🤖 AI Summary
This work addresses the challenge of efficiently generating long-distance multipartite entanglement—such as Greenberger–Horne–Zeilinger (GHZ) states—required for advanced quantum network applications, which existing approaches focusing primarily on bipartite entanglement distribution struggle to support. The authors propose an asynchronous tree-based routing protocol that leverages only local link information, extending asynchronous routing mechanisms for the first time to multipartite entanglement scenarios. This protocol enables efficient generation of GHZ states involving three or more parties without requiring global synchronization and incorporates caching of unused entangled resources. By integrating asynchronous entanglement swapping, tree-structured topologies, and local state awareness, the method adapts flexibly to diverse network architectures.
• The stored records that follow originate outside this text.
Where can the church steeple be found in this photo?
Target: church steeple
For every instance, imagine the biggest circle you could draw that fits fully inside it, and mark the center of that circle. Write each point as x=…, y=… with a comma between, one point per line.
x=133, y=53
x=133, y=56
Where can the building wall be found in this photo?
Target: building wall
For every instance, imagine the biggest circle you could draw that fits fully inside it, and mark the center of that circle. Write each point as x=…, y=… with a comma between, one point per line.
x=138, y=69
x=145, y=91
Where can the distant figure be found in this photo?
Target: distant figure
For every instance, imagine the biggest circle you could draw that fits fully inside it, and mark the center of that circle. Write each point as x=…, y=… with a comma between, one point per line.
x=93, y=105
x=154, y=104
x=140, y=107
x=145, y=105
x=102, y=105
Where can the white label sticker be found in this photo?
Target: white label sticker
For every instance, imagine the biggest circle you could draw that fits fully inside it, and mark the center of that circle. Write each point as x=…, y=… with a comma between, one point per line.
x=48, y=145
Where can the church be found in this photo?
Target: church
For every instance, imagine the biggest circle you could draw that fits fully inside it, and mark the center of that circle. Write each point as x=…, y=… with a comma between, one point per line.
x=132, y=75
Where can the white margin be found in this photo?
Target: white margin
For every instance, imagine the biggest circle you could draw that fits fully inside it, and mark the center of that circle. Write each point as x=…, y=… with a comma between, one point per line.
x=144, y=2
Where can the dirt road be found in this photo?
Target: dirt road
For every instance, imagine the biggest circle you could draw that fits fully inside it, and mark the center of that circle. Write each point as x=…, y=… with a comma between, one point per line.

Experimental results demonstrate that, in tripartite GHZ state distribution, the proposed scheme achieves significantly higher entanglement generation rates than conventional synchronous protocols, with performance gains becoming more pronounced as quantum memory coherence times increase, thereby confirming its efficiency and scalability.
📝 Abstract
In quantum networks, one way to communicate is to distribute entanglements through swapping at intermediate nodes. Most existing work primarily aims to create efficient two-party end-to-end entanglement over long distances. However, some scenarios also require remote multipartite entanglement for applications such as quantum secret sharing and multi-party computation. Our previous study improved end-to-end entanglement rates using an asynchronous, tree-based routing scheme that relies solely on local knowledge of entanglement links, conserving unused entanglement and avoiding synchronous operations. This article extends this approach to multipartite entanglements, particularly the three-party Greenberger-Horne-Zeilinger (GHZ) states. It shows that our asynchronous protocol outperforms traditional synchronous methods in entanglement rates, especially as coherence times increase. This approach can also be extended to four-party and larger multipartite GHZ states, highlighting the effectiveness and adaptability of asynchronous routing for multipartite scenarios across various network topologies.